Im Laden befand sich Kundschaft, die von der Tochter des Inhabers ( wie ich bald darauf erfuhr) bedient wurde, einer sehr stämmigen, fast bulligen Frau mit ganz kurzen Haaren – ungewöhnlich für eine Chilenin – und einem durchdringenden Blick. Ich wartete. Der Kunde ging. Die Frau brachte ihn zur Tür, die sie dann von innen abschloss, ehe sie sich mir zuwandte.

In meinem Kopf schrillten die Alarmglocken. Ruhig bleiben, dachte ich, nur ruhig bleiben.

Ich tätigte den Einkauf, bezahlte, und wollte den Laden verlassen.

Oh, nein, señora“, sagte sie, „ich muss Ihnen unbedingt etwas zeigen.“

Sie drängte mich mit ihrem massigen Körper ab und schob mich fast vor sich her in Richtung Wohnzimmer. Ich sei wohl eine Deutsche vom Colegio Alemán, nicht wahr? Und wie es mir hier gefiele – ein schönes Städtchen, dies La Unión, nicht wahr?

Und so weiter und so fort. Sie stand die ganze Zeit ganz dicht vor mir, vollkommen auf mich fokussiert.

Ich hatte bislang überhaupt keine Erfahrung mit Homosexualität gemacht. In den 70er Jahren existierte die praktisch nicht, jedenfalls nicht im Bewusstsein.

Ich wich zurück, immer weiter ins Wohnzimmer hinein und versuchte, der Bedrängung zu entkommen. Ah, ein großer, ovaler, massiver Tisch. Ich schlängelte mich um ihn herum, so dass er zwischen ihr und mir stand. Mein Blick fiel auf mehrere Regale, die sich an der Wand entlang zogen.

Das sind Fossilien“, sagte sie, „und hier auch Steinbeile – die habe ich alle in der Gegend gefunden.“ Ich nahm einen dieser schön geformten Steine in die Hand. Ich würde ihn benutzen, das wusste ich. „Behalten Sie ihn nur, wenn er Ihnen gefällt!“

Das Gespräch setzte sich fort, ebenso dieser seltsame Tanz, bei dem wir langsam um den Tisch kreisten. Sie redete ständig auf mich ein und versuchte, mir eindringlich in die Augen zu schauen. Der Raum war nicht sehr groß. Ich nahm unauffällig das Fenster in Augenschein. Wir befanden uns im Erdgeschoss. Zur Not hätte ich es aufreißen und hinausspringen können.

Diese spannungsgeladene Situation dauerte bestimmt eine Viertelstunde, als die Rettung nahte.

Die Tür öffnete sich, und das Dienstmädchen des Haus erschien, um ihre señora etwas zu fragen.

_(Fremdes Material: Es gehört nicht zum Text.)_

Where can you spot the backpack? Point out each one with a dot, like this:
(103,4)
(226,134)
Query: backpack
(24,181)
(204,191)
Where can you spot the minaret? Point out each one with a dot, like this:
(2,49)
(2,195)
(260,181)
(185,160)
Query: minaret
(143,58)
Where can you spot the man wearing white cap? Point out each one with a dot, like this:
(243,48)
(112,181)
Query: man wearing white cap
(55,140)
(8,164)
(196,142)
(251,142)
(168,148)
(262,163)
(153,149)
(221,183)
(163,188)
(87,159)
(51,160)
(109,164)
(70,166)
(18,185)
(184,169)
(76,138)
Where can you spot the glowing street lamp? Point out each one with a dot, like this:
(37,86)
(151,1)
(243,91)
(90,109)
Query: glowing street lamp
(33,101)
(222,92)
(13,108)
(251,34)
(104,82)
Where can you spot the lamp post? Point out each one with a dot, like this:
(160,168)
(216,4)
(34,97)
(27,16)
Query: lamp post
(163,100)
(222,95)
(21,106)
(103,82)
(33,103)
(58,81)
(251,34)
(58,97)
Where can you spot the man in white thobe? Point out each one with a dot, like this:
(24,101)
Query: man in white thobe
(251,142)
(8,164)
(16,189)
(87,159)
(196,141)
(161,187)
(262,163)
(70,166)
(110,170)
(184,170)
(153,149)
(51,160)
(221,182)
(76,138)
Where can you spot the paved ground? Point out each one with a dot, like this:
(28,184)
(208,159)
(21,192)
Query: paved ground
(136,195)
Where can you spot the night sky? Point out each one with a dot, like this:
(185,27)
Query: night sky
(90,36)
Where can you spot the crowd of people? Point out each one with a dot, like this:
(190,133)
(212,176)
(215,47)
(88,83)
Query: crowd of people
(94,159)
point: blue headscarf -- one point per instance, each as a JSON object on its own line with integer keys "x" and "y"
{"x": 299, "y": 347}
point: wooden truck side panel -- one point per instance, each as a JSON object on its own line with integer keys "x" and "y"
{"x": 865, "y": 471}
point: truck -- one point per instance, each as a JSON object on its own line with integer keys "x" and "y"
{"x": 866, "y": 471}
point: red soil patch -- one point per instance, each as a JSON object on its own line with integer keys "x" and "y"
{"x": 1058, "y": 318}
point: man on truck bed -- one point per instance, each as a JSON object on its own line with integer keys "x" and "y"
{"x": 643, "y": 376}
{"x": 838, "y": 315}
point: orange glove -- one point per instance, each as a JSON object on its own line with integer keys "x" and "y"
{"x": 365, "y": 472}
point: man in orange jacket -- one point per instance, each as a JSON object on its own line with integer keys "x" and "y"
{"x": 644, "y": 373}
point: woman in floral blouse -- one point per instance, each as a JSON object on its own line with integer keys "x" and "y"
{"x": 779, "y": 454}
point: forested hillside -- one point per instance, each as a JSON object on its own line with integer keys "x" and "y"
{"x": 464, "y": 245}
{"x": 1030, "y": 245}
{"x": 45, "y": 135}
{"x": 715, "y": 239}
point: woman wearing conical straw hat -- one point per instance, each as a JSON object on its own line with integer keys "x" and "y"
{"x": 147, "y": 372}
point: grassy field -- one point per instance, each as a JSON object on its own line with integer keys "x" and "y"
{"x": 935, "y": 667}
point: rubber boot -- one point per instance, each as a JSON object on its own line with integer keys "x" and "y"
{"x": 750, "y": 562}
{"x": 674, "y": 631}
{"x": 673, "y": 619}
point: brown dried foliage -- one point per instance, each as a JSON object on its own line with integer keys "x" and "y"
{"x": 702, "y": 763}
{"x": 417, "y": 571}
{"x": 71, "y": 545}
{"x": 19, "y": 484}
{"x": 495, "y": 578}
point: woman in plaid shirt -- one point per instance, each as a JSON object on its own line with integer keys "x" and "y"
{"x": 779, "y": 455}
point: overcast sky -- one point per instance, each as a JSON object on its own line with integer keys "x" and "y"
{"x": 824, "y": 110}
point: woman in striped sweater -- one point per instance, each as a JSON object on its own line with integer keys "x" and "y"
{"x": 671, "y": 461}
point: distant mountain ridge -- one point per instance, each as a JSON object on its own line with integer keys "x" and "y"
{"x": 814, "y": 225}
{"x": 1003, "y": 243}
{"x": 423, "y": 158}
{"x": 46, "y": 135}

Ich schoss wir ein Pfeil aus der Tür, rief ein kurzes „Gracias“ nach drinnen in den Raum und rannte nach Hause.

Der Schulpräsident war gerade da, als ich aufgelöst erschien. Ich berichtete, was mir widerfahren war. Sein Entsetzen war groß.

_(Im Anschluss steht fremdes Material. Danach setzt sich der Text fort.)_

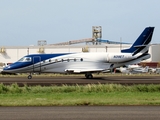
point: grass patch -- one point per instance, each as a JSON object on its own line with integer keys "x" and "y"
{"x": 91, "y": 94}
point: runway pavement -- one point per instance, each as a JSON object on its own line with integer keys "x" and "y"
{"x": 81, "y": 113}
{"x": 72, "y": 80}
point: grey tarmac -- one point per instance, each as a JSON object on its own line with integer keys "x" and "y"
{"x": 73, "y": 80}
{"x": 81, "y": 113}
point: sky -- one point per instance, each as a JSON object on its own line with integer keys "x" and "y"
{"x": 24, "y": 22}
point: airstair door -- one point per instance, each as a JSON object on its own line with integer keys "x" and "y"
{"x": 37, "y": 64}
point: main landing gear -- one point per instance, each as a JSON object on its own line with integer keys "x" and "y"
{"x": 30, "y": 76}
{"x": 89, "y": 75}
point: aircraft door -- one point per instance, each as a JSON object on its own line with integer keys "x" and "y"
{"x": 37, "y": 64}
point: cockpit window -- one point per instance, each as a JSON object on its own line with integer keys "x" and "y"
{"x": 25, "y": 59}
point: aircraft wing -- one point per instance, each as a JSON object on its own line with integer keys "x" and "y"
{"x": 83, "y": 70}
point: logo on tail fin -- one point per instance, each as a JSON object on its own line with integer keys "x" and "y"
{"x": 141, "y": 44}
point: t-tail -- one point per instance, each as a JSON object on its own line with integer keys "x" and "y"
{"x": 141, "y": 45}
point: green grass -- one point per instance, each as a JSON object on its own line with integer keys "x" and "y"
{"x": 91, "y": 94}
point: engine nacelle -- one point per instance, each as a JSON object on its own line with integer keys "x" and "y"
{"x": 121, "y": 57}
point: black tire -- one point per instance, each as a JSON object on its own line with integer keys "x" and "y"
{"x": 29, "y": 76}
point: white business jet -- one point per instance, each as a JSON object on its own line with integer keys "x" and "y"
{"x": 85, "y": 63}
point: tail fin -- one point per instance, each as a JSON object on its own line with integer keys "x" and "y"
{"x": 146, "y": 69}
{"x": 141, "y": 44}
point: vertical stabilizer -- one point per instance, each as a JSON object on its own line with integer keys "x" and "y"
{"x": 141, "y": 44}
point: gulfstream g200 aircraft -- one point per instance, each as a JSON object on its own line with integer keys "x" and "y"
{"x": 86, "y": 63}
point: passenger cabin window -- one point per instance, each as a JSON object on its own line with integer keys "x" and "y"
{"x": 25, "y": 59}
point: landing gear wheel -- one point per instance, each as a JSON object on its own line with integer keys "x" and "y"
{"x": 88, "y": 75}
{"x": 29, "y": 76}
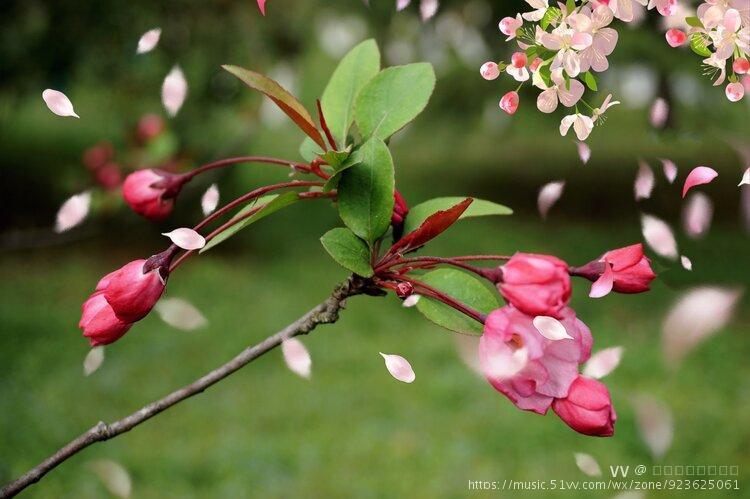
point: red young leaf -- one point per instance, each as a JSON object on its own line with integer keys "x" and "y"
{"x": 430, "y": 228}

Um Himmels Willen, ja, wusstest du denn nicht...? Das ist die Tochter des Besitzers. Sie ist erst vor kurzem aus dem Gefängnis gekommen, hat da einige Zeit gesessen, weil sie eine Frau angefallen und der in die Brust gebissen hat! Die war schon immer gefährlich – wie konntest du nur dort hingehen!“

Nun, ja, mir hatte niemand etwas davon gesagt – das war kein Thema für die Ohren junger Frauen...


Zwei aufregende Vorfälle innerhalb kurzer Zeit.

Wenn ich heute zwischen beiden wählen könnte – ich würde den Puma nehmen.